The above diagram represents a single point of failure. If the node in the center fails due any reason the nodes currently connected to it will be isolated. This is called the star topology. We have a detailed section on different types and benefits/disadvantages of each Network Topologies.
Now in today’s world, two factors matter from an IT operational standpoint, THE downtime and THE availability. Any network or system administrator would prefer to keep the downtime to 0% and availability to 100%. However to set the expectations correct, lets accept the fact that doing so regularly is next to impossible. There are various factors which affect the availability of an computing system, which we will discuss further.

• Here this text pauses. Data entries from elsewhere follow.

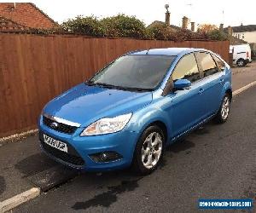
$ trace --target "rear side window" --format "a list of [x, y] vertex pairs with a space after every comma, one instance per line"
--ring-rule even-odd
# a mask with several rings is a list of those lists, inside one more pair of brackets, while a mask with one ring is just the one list
[[218, 67], [219, 68], [219, 70], [224, 71], [226, 67], [226, 65], [224, 61], [222, 61], [218, 57], [217, 57], [216, 55], [212, 55], [213, 59], [215, 60]]
[[188, 79], [195, 82], [200, 79], [200, 73], [194, 54], [183, 56], [177, 64], [173, 72], [172, 79]]
[[218, 72], [217, 66], [209, 53], [198, 53], [199, 63], [201, 63], [204, 77], [212, 75]]

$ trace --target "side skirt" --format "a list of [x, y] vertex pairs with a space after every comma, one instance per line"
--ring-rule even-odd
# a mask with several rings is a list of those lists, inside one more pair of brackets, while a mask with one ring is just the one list
[[187, 130], [184, 132], [179, 134], [178, 135], [173, 137], [171, 140], [170, 143], [168, 143], [168, 145], [170, 145], [170, 144], [172, 144], [172, 143], [178, 141], [179, 139], [181, 139], [181, 138], [184, 137], [185, 135], [189, 135], [190, 132], [192, 132], [193, 130], [195, 130], [198, 127], [200, 127], [200, 126], [203, 125], [204, 124], [207, 123], [209, 120], [211, 120], [212, 118], [213, 118], [216, 114], [217, 113], [214, 113], [214, 114], [211, 115], [210, 117], [203, 119], [201, 122], [198, 123], [195, 126], [190, 127], [189, 130]]

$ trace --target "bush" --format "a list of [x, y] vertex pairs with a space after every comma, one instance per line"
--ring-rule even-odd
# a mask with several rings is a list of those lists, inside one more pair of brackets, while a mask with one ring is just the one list
[[102, 24], [93, 15], [87, 17], [77, 16], [75, 19], [63, 22], [61, 26], [69, 32], [95, 37], [104, 36]]
[[[215, 26], [202, 25], [197, 32], [166, 26], [155, 21], [146, 28], [145, 24], [135, 16], [118, 14], [98, 20], [91, 15], [78, 16], [63, 22], [59, 32], [85, 34], [93, 37], [128, 37], [139, 39], [184, 41], [194, 39], [227, 40], [227, 35], [216, 29]], [[57, 32], [57, 31], [55, 31]]]
[[106, 37], [146, 37], [145, 24], [135, 16], [118, 14], [101, 20]]
[[228, 40], [228, 35], [222, 31], [215, 29], [207, 33], [210, 39], [225, 41]]

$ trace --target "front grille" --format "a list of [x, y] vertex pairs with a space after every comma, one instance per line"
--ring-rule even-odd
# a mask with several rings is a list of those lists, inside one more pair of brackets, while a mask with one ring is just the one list
[[[48, 118], [45, 116], [43, 116], [43, 123], [44, 125], [48, 126], [49, 128], [50, 128], [52, 130], [55, 130], [58, 132], [69, 134], [69, 135], [73, 134], [75, 132], [75, 130], [78, 129], [76, 126], [67, 125], [67, 124], [54, 121], [50, 118]], [[51, 125], [53, 123], [56, 123], [57, 127], [53, 127]]]
[[[84, 159], [79, 156], [73, 155], [73, 154], [67, 153], [65, 152], [60, 151], [56, 148], [54, 148], [54, 147], [49, 146], [48, 144], [44, 143], [42, 141], [41, 141], [41, 144], [42, 144], [42, 147], [45, 150], [46, 153], [50, 153], [51, 155], [53, 155], [54, 157], [55, 157], [59, 159], [61, 159], [65, 162], [67, 162], [69, 164], [72, 164], [77, 165], [77, 166], [84, 165]], [[70, 149], [70, 148], [71, 148], [71, 147], [68, 146], [67, 149]]]

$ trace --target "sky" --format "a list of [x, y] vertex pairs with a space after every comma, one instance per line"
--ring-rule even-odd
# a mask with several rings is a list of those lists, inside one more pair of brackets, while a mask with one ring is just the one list
[[[1, 2], [1, 0], [0, 0]], [[13, 1], [4, 1], [13, 2]], [[24, 1], [16, 1], [16, 3]], [[165, 4], [169, 4], [171, 24], [180, 26], [182, 17], [198, 24], [219, 26], [256, 25], [256, 0], [32, 0], [49, 17], [61, 23], [77, 15], [106, 16], [125, 14], [149, 25], [165, 20]], [[223, 13], [224, 11], [224, 13]]]

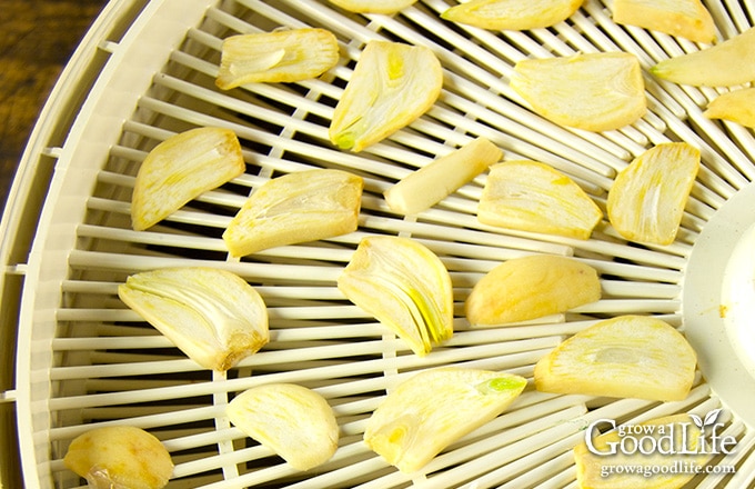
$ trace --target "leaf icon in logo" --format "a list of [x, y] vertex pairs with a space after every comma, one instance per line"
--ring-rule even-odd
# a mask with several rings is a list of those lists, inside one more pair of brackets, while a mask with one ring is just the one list
[[[689, 413], [689, 418], [692, 418], [697, 428], [699, 428], [701, 430], [705, 427], [705, 425], [703, 425], [703, 418], [701, 418], [699, 416]], [[705, 420], [707, 421], [707, 416], [705, 417]]]
[[714, 409], [713, 411], [705, 415], [705, 421], [703, 422], [703, 426], [714, 425], [716, 422], [716, 419], [718, 419], [719, 413], [721, 413], [721, 408]]

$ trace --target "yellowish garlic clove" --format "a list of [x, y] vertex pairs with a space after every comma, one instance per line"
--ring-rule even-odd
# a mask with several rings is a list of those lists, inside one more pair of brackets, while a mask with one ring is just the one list
[[361, 151], [427, 111], [442, 86], [441, 62], [429, 48], [370, 41], [335, 106], [330, 140]]
[[584, 0], [470, 0], [441, 17], [482, 29], [527, 30], [554, 26], [570, 18]]
[[395, 13], [416, 0], [329, 0], [344, 10], [356, 13]]
[[268, 343], [268, 309], [239, 276], [212, 268], [132, 275], [118, 287], [132, 310], [200, 366], [225, 371]]
[[333, 409], [315, 391], [294, 383], [253, 387], [226, 408], [231, 422], [296, 470], [328, 460], [339, 446]]
[[695, 87], [733, 87], [755, 80], [755, 28], [713, 47], [658, 62], [650, 72], [663, 80]]
[[134, 230], [148, 229], [192, 199], [244, 172], [235, 133], [197, 128], [174, 134], [147, 154], [131, 197]]
[[493, 268], [466, 299], [472, 326], [505, 325], [565, 312], [601, 299], [597, 271], [574, 258], [533, 255]]
[[505, 411], [526, 383], [522, 377], [490, 370], [422, 371], [378, 406], [364, 441], [402, 472], [419, 471], [449, 445]]
[[755, 88], [743, 88], [719, 94], [708, 103], [703, 116], [755, 129]]
[[568, 176], [528, 160], [491, 167], [477, 207], [480, 222], [587, 239], [603, 211]]
[[699, 0], [614, 0], [613, 20], [694, 42], [713, 42], [716, 26]]
[[236, 34], [223, 40], [215, 84], [294, 82], [315, 78], [339, 61], [335, 36], [321, 28]]
[[684, 336], [651, 316], [618, 316], [565, 340], [535, 366], [535, 388], [658, 401], [687, 397], [697, 357]]
[[234, 257], [356, 230], [364, 181], [342, 170], [306, 170], [252, 192], [223, 232]]
[[632, 241], [674, 242], [699, 161], [699, 150], [686, 142], [657, 144], [635, 158], [608, 191], [614, 229]]
[[130, 426], [94, 428], [78, 436], [63, 462], [92, 489], [161, 489], [173, 475], [171, 456], [160, 440]]
[[415, 240], [364, 238], [338, 287], [419, 356], [453, 336], [451, 276], [441, 259]]
[[627, 52], [525, 59], [511, 88], [545, 119], [586, 131], [620, 129], [647, 109], [640, 61]]

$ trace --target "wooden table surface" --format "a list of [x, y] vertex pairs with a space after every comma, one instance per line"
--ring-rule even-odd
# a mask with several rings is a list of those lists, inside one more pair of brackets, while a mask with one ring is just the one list
[[105, 0], [0, 0], [0, 211], [58, 76]]
[[[42, 106], [105, 3], [0, 0], [0, 213]], [[0, 391], [12, 389], [13, 373], [0, 369]], [[14, 418], [14, 405], [0, 399], [0, 489], [23, 487]]]

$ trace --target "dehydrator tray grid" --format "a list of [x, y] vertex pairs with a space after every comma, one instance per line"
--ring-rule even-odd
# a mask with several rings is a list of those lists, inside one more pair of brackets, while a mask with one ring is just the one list
[[[736, 473], [702, 475], [692, 486], [753, 486], [752, 408], [729, 403], [719, 396], [726, 389], [717, 387], [727, 379], [703, 371], [687, 399], [676, 402], [556, 396], [530, 388], [422, 475], [396, 471], [362, 443], [365, 420], [386, 390], [421, 369], [456, 365], [531, 378], [534, 363], [563, 339], [625, 313], [652, 315], [685, 331], [695, 323], [687, 316], [693, 308], [685, 302], [685, 276], [694, 269], [696, 277], [705, 277], [705, 258], [697, 265], [691, 260], [699, 237], [735, 196], [753, 204], [747, 197], [755, 174], [752, 131], [702, 114], [719, 91], [647, 74], [655, 62], [699, 44], [617, 26], [608, 1], [587, 0], [568, 20], [524, 32], [441, 20], [440, 12], [453, 3], [420, 0], [394, 16], [353, 14], [325, 0], [161, 0], [124, 3], [122, 11], [111, 6], [132, 20], [118, 39], [95, 41], [99, 56], [108, 60], [98, 68], [68, 138], [41, 151], [56, 160], [56, 168], [28, 260], [16, 263], [24, 286], [13, 396], [29, 487], [80, 487], [62, 456], [76, 436], [107, 425], [134, 425], [158, 436], [175, 462], [169, 485], [174, 488], [576, 487], [572, 448], [591, 421], [640, 422], [719, 408], [737, 450], [717, 462], [734, 465]], [[748, 2], [705, 4], [721, 39], [752, 24]], [[335, 33], [339, 66], [300, 83], [250, 84], [228, 92], [214, 87], [224, 37], [304, 26]], [[328, 124], [370, 39], [431, 48], [444, 68], [443, 91], [409, 128], [353, 153], [328, 141]], [[648, 98], [647, 114], [622, 130], [558, 127], [534, 114], [507, 83], [513, 64], [524, 58], [620, 50], [640, 59]], [[159, 226], [133, 231], [129, 202], [140, 162], [167, 137], [201, 126], [230, 128], [239, 136], [246, 172]], [[653, 144], [689, 142], [701, 149], [703, 164], [677, 240], [667, 247], [627, 242], [605, 221], [584, 241], [481, 224], [476, 202], [484, 174], [420, 214], [404, 218], [389, 210], [382, 192], [393, 182], [477, 136], [503, 149], [504, 159], [538, 160], [567, 173], [602, 208], [615, 174]], [[229, 257], [220, 234], [249, 193], [270, 178], [309, 168], [344, 169], [364, 178], [359, 230]], [[739, 213], [741, 226], [753, 224], [755, 218]], [[451, 272], [456, 332], [425, 358], [414, 356], [335, 287], [360, 239], [371, 234], [416, 239]], [[530, 253], [573, 256], [593, 266], [601, 273], [603, 299], [533, 325], [470, 327], [462, 308], [472, 286], [501, 261]], [[271, 342], [226, 373], [187, 359], [117, 297], [118, 285], [131, 273], [188, 265], [238, 273], [269, 307]], [[702, 355], [714, 355], [715, 361], [715, 351]], [[291, 469], [226, 419], [224, 408], [235, 393], [271, 381], [311, 387], [333, 406], [340, 447], [318, 470]], [[743, 398], [754, 390], [749, 372], [737, 382], [744, 382], [738, 389]]]

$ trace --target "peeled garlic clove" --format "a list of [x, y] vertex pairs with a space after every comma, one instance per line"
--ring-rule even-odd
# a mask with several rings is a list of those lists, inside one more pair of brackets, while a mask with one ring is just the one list
[[650, 72], [674, 83], [695, 87], [732, 87], [755, 80], [755, 28], [711, 48], [661, 61]]
[[364, 441], [402, 472], [417, 471], [501, 415], [526, 383], [522, 377], [489, 370], [425, 370], [401, 382], [378, 406]]
[[356, 13], [395, 13], [411, 7], [416, 0], [329, 0], [331, 3]]
[[131, 223], [150, 228], [208, 190], [244, 172], [233, 131], [197, 128], [174, 134], [147, 154], [131, 198]]
[[94, 428], [78, 436], [63, 462], [92, 489], [160, 489], [173, 475], [170, 453], [160, 440], [129, 426]]
[[678, 36], [694, 42], [713, 42], [716, 26], [699, 0], [614, 0], [616, 23]]
[[608, 191], [614, 229], [632, 241], [671, 244], [699, 168], [699, 150], [686, 142], [655, 146], [622, 170]]
[[620, 316], [577, 332], [542, 358], [535, 387], [555, 393], [683, 400], [696, 362], [687, 340], [668, 323]]
[[200, 366], [225, 371], [268, 343], [268, 310], [239, 276], [212, 268], [135, 273], [118, 296]]
[[526, 321], [601, 299], [597, 271], [574, 258], [533, 255], [504, 261], [466, 299], [471, 325]]
[[470, 0], [441, 17], [482, 29], [527, 30], [554, 26], [570, 18], [584, 0]]
[[755, 88], [743, 88], [719, 94], [708, 103], [703, 116], [755, 128]]
[[552, 122], [587, 131], [620, 129], [646, 111], [640, 61], [627, 52], [525, 59], [511, 88]]
[[477, 219], [484, 224], [587, 239], [603, 212], [566, 174], [523, 160], [491, 167]]
[[339, 425], [328, 401], [293, 383], [253, 387], [226, 408], [231, 422], [291, 467], [310, 470], [335, 453]]
[[335, 106], [330, 140], [361, 151], [422, 116], [442, 86], [441, 62], [429, 48], [370, 41]]
[[403, 178], [385, 191], [385, 201], [395, 212], [421, 212], [472, 181], [502, 154], [487, 139], [474, 139]]
[[419, 356], [453, 336], [451, 276], [435, 253], [412, 239], [364, 238], [338, 287]]
[[356, 230], [361, 177], [306, 170], [265, 182], [246, 199], [223, 232], [234, 257], [268, 248], [332, 238]]
[[215, 84], [230, 90], [253, 82], [308, 80], [333, 68], [339, 57], [338, 39], [320, 28], [231, 36], [223, 40]]

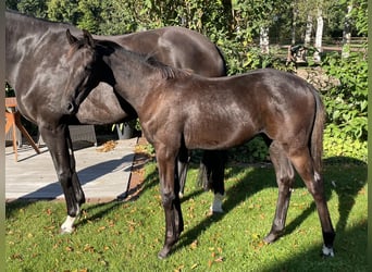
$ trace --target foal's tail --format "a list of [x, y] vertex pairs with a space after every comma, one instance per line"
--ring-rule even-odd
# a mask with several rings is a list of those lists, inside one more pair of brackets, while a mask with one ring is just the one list
[[312, 160], [314, 162], [314, 170], [318, 173], [321, 173], [322, 172], [323, 129], [324, 129], [324, 121], [325, 121], [325, 109], [317, 89], [311, 86], [311, 91], [315, 99], [317, 111], [315, 111], [314, 123], [313, 123], [313, 127], [311, 132], [310, 152], [311, 152]]

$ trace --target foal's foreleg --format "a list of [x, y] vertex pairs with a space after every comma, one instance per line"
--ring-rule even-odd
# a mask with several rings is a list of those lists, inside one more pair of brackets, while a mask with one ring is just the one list
[[179, 181], [179, 197], [184, 196], [187, 177], [188, 164], [190, 161], [189, 152], [186, 148], [181, 148], [177, 156], [177, 177]]
[[159, 168], [160, 191], [165, 213], [165, 240], [158, 257], [164, 259], [170, 254], [172, 246], [178, 240], [184, 230], [184, 221], [181, 211], [178, 184], [175, 184], [175, 156], [170, 156], [166, 150], [157, 149]]
[[227, 151], [225, 150], [204, 150], [200, 163], [199, 180], [204, 189], [212, 189], [214, 193], [213, 202], [210, 207], [211, 212], [223, 212], [222, 200], [225, 195], [224, 173], [227, 161]]
[[69, 131], [65, 129], [69, 128], [66, 126], [55, 129], [39, 127], [42, 139], [52, 157], [66, 201], [67, 218], [61, 225], [61, 233], [72, 233], [74, 230], [73, 224], [80, 212], [80, 203], [84, 202], [85, 197], [76, 175], [75, 162], [71, 161], [73, 152], [69, 149], [66, 137], [70, 137], [70, 134], [67, 135]]
[[276, 202], [275, 218], [270, 233], [264, 237], [266, 243], [273, 243], [282, 234], [285, 227], [289, 200], [292, 195], [292, 185], [295, 177], [294, 169], [282, 146], [273, 141], [270, 146], [270, 158], [273, 162], [278, 187], [278, 197]]

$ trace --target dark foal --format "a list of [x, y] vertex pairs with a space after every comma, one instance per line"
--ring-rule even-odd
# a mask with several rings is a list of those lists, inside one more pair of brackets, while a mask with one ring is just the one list
[[258, 134], [271, 141], [270, 157], [278, 185], [276, 212], [265, 242], [274, 242], [284, 230], [296, 169], [317, 205], [323, 254], [333, 256], [335, 232], [322, 180], [325, 113], [311, 85], [276, 70], [207, 78], [112, 41], [94, 40], [87, 32], [84, 39], [67, 32], [67, 39], [71, 77], [62, 103], [75, 103], [76, 97], [106, 82], [136, 110], [142, 132], [156, 149], [166, 228], [160, 258], [170, 254], [184, 228], [175, 182], [179, 151], [227, 149]]

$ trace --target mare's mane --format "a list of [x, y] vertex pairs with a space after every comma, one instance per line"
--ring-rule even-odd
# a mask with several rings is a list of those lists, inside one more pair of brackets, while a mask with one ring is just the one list
[[102, 47], [104, 51], [122, 51], [125, 54], [129, 54], [132, 58], [135, 58], [136, 61], [142, 63], [151, 69], [159, 71], [164, 79], [173, 79], [173, 78], [184, 78], [189, 76], [193, 71], [187, 69], [177, 69], [166, 65], [160, 62], [157, 58], [151, 53], [138, 53], [134, 51], [129, 51], [114, 41], [111, 40], [95, 40], [96, 46]]

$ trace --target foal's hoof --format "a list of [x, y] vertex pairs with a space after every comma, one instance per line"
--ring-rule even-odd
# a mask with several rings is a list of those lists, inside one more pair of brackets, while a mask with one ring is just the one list
[[323, 245], [322, 255], [324, 257], [335, 257], [335, 254], [333, 252], [333, 248], [326, 247], [325, 245]]
[[75, 231], [74, 227], [70, 228], [70, 227], [61, 227], [60, 228], [60, 234], [72, 234]]
[[277, 235], [273, 234], [273, 233], [269, 233], [266, 235], [266, 237], [263, 238], [263, 242], [266, 244], [272, 244], [277, 239]]

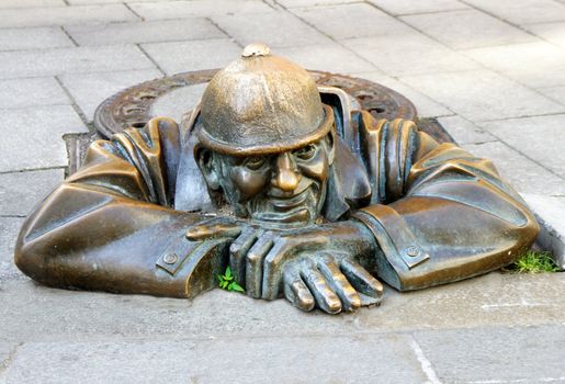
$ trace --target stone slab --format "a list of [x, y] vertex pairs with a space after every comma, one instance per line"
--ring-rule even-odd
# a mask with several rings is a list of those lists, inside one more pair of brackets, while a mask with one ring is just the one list
[[467, 0], [466, 3], [513, 24], [565, 20], [565, 5], [552, 0]]
[[546, 42], [468, 49], [465, 55], [532, 88], [565, 86], [565, 52]]
[[359, 0], [278, 0], [276, 2], [285, 8], [302, 8], [316, 5], [346, 4], [350, 2], [359, 2]]
[[565, 327], [415, 332], [441, 383], [563, 383]]
[[[262, 42], [271, 48], [330, 44], [331, 39], [286, 12], [214, 15], [216, 23], [241, 46]], [[276, 25], [276, 27], [273, 27]]]
[[395, 15], [468, 9], [468, 5], [456, 0], [369, 0], [369, 2]]
[[564, 111], [562, 104], [486, 69], [400, 80], [472, 122]]
[[157, 69], [63, 75], [60, 81], [72, 95], [84, 116], [92, 121], [102, 101], [139, 82], [160, 78]]
[[529, 24], [524, 27], [543, 39], [565, 48], [565, 22]]
[[308, 69], [346, 75], [375, 70], [371, 63], [355, 56], [337, 43], [276, 48], [274, 50], [276, 55], [286, 57]]
[[490, 142], [463, 146], [477, 157], [491, 160], [502, 178], [521, 193], [565, 194], [565, 182], [505, 143]]
[[64, 177], [63, 169], [0, 173], [0, 215], [26, 216]]
[[481, 126], [561, 176], [565, 183], [565, 114], [510, 118]]
[[44, 7], [64, 7], [63, 0], [2, 0], [1, 8], [44, 8]]
[[134, 20], [137, 20], [137, 16], [124, 4], [0, 10], [0, 27], [116, 23]]
[[363, 74], [353, 74], [352, 76], [360, 77], [362, 79], [368, 79], [380, 84], [383, 84], [387, 88], [391, 88], [402, 95], [406, 97], [408, 100], [413, 102], [418, 111], [419, 117], [437, 117], [437, 116], [447, 116], [452, 115], [453, 112], [448, 108], [441, 105], [437, 101], [428, 98], [427, 95], [418, 92], [417, 90], [408, 87], [407, 84], [384, 75], [383, 72], [373, 71], [373, 72], [363, 72]]
[[343, 44], [393, 77], [478, 68], [467, 57], [419, 33], [351, 38]]
[[336, 39], [413, 32], [406, 24], [366, 3], [301, 8], [293, 12]]
[[88, 132], [70, 105], [4, 110], [0, 127], [0, 172], [66, 167], [63, 135]]
[[0, 79], [149, 68], [155, 65], [134, 45], [0, 53]]
[[0, 217], [0, 289], [8, 280], [26, 279], [13, 261], [15, 239], [22, 224], [23, 217]]
[[151, 115], [168, 116], [176, 122], [181, 122], [182, 116], [200, 103], [206, 86], [207, 83], [200, 83], [170, 91], [157, 99], [155, 104], [151, 105]]
[[72, 42], [59, 27], [4, 29], [0, 50], [71, 47]]
[[565, 270], [565, 196], [522, 195], [541, 225], [538, 245]]
[[[385, 287], [380, 307], [328, 316], [214, 290], [193, 301], [65, 291], [0, 281], [0, 342], [342, 336], [565, 323], [561, 273], [501, 274], [410, 293]], [[24, 319], [24, 320], [23, 320]], [[373, 357], [374, 358], [374, 357]]]
[[[532, 35], [477, 10], [415, 14], [400, 18], [418, 31], [454, 49], [527, 43]], [[456, 22], [453, 22], [456, 20]]]
[[[32, 342], [8, 383], [421, 383], [408, 335]], [[31, 369], [33, 368], [33, 369]]]
[[223, 68], [241, 54], [241, 47], [228, 38], [149, 43], [143, 44], [143, 48], [167, 75]]
[[54, 78], [0, 80], [2, 109], [57, 104], [70, 104], [70, 100]]
[[271, 7], [259, 0], [132, 1], [128, 2], [128, 5], [145, 20], [210, 18], [217, 14], [247, 14], [272, 11]]
[[206, 19], [146, 21], [101, 25], [69, 25], [67, 32], [80, 45], [111, 45], [225, 37]]
[[538, 88], [536, 91], [565, 105], [565, 86]]
[[438, 118], [438, 121], [459, 145], [483, 144], [497, 140], [496, 137], [461, 116], [444, 116]]

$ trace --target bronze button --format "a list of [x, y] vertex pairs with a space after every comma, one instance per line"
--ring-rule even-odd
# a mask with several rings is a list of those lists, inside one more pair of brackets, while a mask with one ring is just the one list
[[411, 258], [415, 258], [418, 255], [420, 255], [420, 250], [418, 249], [418, 247], [415, 247], [415, 246], [406, 248], [405, 252], [406, 252], [406, 255], [408, 255]]
[[167, 253], [162, 258], [162, 261], [165, 261], [167, 264], [174, 264], [179, 260], [179, 257], [176, 253]]

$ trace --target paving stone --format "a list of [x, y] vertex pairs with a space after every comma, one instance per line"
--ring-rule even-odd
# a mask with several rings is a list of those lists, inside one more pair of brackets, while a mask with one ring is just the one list
[[565, 196], [524, 194], [522, 197], [541, 226], [535, 242], [550, 251], [555, 264], [565, 270]]
[[477, 48], [465, 55], [533, 88], [565, 86], [565, 52], [550, 43]]
[[436, 117], [453, 114], [452, 111], [441, 105], [437, 101], [431, 100], [427, 95], [421, 94], [405, 83], [382, 72], [353, 74], [353, 76], [377, 82], [403, 94], [406, 97], [406, 99], [413, 102], [413, 104], [416, 106], [416, 110], [418, 111], [418, 116], [420, 117]]
[[0, 10], [0, 27], [115, 23], [134, 20], [137, 18], [124, 4]]
[[225, 37], [206, 19], [146, 21], [103, 25], [70, 25], [66, 30], [80, 45], [152, 43]]
[[532, 35], [477, 10], [415, 14], [400, 19], [454, 49], [535, 39]]
[[[244, 14], [272, 11], [259, 0], [191, 0], [168, 2], [128, 2], [145, 20], [210, 18], [217, 14]], [[252, 16], [249, 16], [252, 18]]]
[[550, 43], [565, 48], [565, 22], [528, 24], [524, 26], [524, 29], [536, 34], [543, 39], [546, 39]]
[[553, 100], [486, 69], [400, 80], [473, 122], [563, 111]]
[[[410, 293], [385, 289], [380, 307], [328, 316], [214, 290], [189, 302], [65, 291], [0, 281], [0, 342], [339, 336], [565, 323], [560, 273], [501, 274]], [[93, 316], [94, 315], [94, 316]], [[24, 319], [24, 320], [23, 320]]]
[[561, 176], [565, 183], [565, 115], [511, 118], [482, 123], [481, 126], [529, 158], [543, 163]]
[[241, 55], [241, 47], [227, 38], [149, 43], [143, 47], [167, 75], [222, 68]]
[[565, 182], [562, 178], [520, 155], [504, 143], [466, 144], [463, 147], [477, 157], [491, 160], [500, 176], [518, 192], [542, 195], [565, 194]]
[[336, 43], [273, 49], [304, 68], [338, 74], [373, 71], [375, 67]]
[[0, 80], [0, 105], [3, 109], [70, 104], [54, 78]]
[[43, 7], [64, 7], [63, 0], [2, 0], [1, 8], [43, 8]]
[[181, 87], [157, 99], [151, 106], [152, 116], [168, 116], [176, 122], [181, 122], [184, 114], [189, 113], [200, 103], [200, 99], [206, 89], [207, 82], [190, 87]]
[[0, 53], [4, 79], [149, 68], [155, 65], [134, 45]]
[[536, 91], [561, 104], [565, 104], [565, 86], [538, 88]]
[[363, 37], [343, 44], [389, 76], [438, 74], [477, 68], [463, 55], [419, 33]]
[[[242, 46], [262, 42], [271, 48], [330, 44], [331, 39], [285, 12], [212, 16], [212, 21]], [[276, 25], [276, 27], [273, 27]]]
[[63, 169], [0, 173], [0, 214], [27, 215], [64, 178]]
[[562, 383], [563, 325], [453, 329], [414, 336], [441, 383]]
[[466, 0], [466, 2], [515, 24], [565, 21], [565, 5], [552, 0]]
[[160, 78], [157, 69], [114, 72], [63, 75], [65, 88], [72, 95], [84, 116], [92, 121], [98, 105], [114, 93], [139, 82]]
[[278, 0], [276, 2], [285, 8], [301, 8], [315, 5], [346, 4], [350, 2], [359, 2], [359, 0]]
[[468, 9], [468, 5], [456, 0], [369, 0], [369, 2], [396, 15]]
[[[13, 261], [15, 239], [18, 238], [23, 221], [23, 217], [0, 217], [0, 289], [2, 282], [8, 280], [26, 279], [25, 275], [18, 270]], [[0, 350], [0, 360], [2, 358]]]
[[4, 110], [0, 129], [4, 135], [0, 140], [0, 172], [66, 167], [67, 150], [61, 136], [88, 132], [70, 105]]
[[394, 35], [414, 31], [366, 3], [301, 8], [293, 12], [337, 39]]
[[[344, 335], [33, 342], [18, 349], [7, 377], [22, 384], [138, 383], [139, 377], [146, 383], [264, 383], [265, 377], [276, 383], [344, 377], [348, 382], [422, 383], [426, 375], [410, 341], [408, 335]], [[163, 359], [171, 362], [165, 370]]]
[[445, 116], [438, 118], [438, 121], [459, 145], [497, 140], [496, 137], [461, 116]]
[[59, 27], [4, 29], [0, 50], [70, 47], [72, 42]]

In the field of IT, you would come across this term a lot. It is one of the fundamental blocks of a successful IT operation. We are referring to the A in CIA, i.e. availability. Any system no matter how efficient, how fast, how modular, how interactive or God knows what – anything, is of no use unless it is available.
What is Availability
A fundamental topic in terms of network or system functioning is Availability. Availability can be defined as the duration of time a service or equipment was up – is uptime, or otherwise referred to as Available. It is very critical for the equipment and/or service to be available from a business perspective. Availability is one of the key metrics on which the quality in the computing world is measured. The priority of a network or system admin should keep the uptime as high as possible for the equipment and/or services. The availability can get differed again due to n number of reasons. As a good administrator, you should constantly keep your focus on achieving good availability.
Most of the businesses want to run and be operational 365 days 24 hours. It is technically not possible to achieve constantly a 100% availability. There could be known or unforeseen issues occurring causing the services to be impacted. However, anything above 90% is considered world-class. In most of the robust and well-maintained networks, you would see above 98% uptime. A 100% availability for all equipment and services in an organization is a myth like having a happy woman in your life. Eww, where did that come from, I hope my wife doesn’t find this out. 😉
How is Availability Calculated
Let’s, take that a network device – router is being monitored for 24 hours. Apparently due to NIC failure the internet at the site is down. Now, you being-you, an instaelearner troubleshoot the issue and found out the issue with particular NIC. You had swapped and connected the cable to a newly configured spare port and voila, the internet is back up in the office. Now the internet was down for a total period of 30 mins. The uptime of the network can simply be calculated at the end of the day like below.
Total number of seconds Internet monitored: 86,400 sec (24 Hours)
Total number of seconds your website was down: 1800 sec (30 Mins)
Now the total time the internet was up would be 86,400 – 1800 = 84,600
In percentage, it can be calculated simply by diving the downtime by total monitored time, i.e.
1800 / 86400, which would be 0.0208, multiply by 100 and then minus 100
1800 / 86400 * 100 and then 100 – total
In other words, we can say that internet uptime or availability was 97.92%.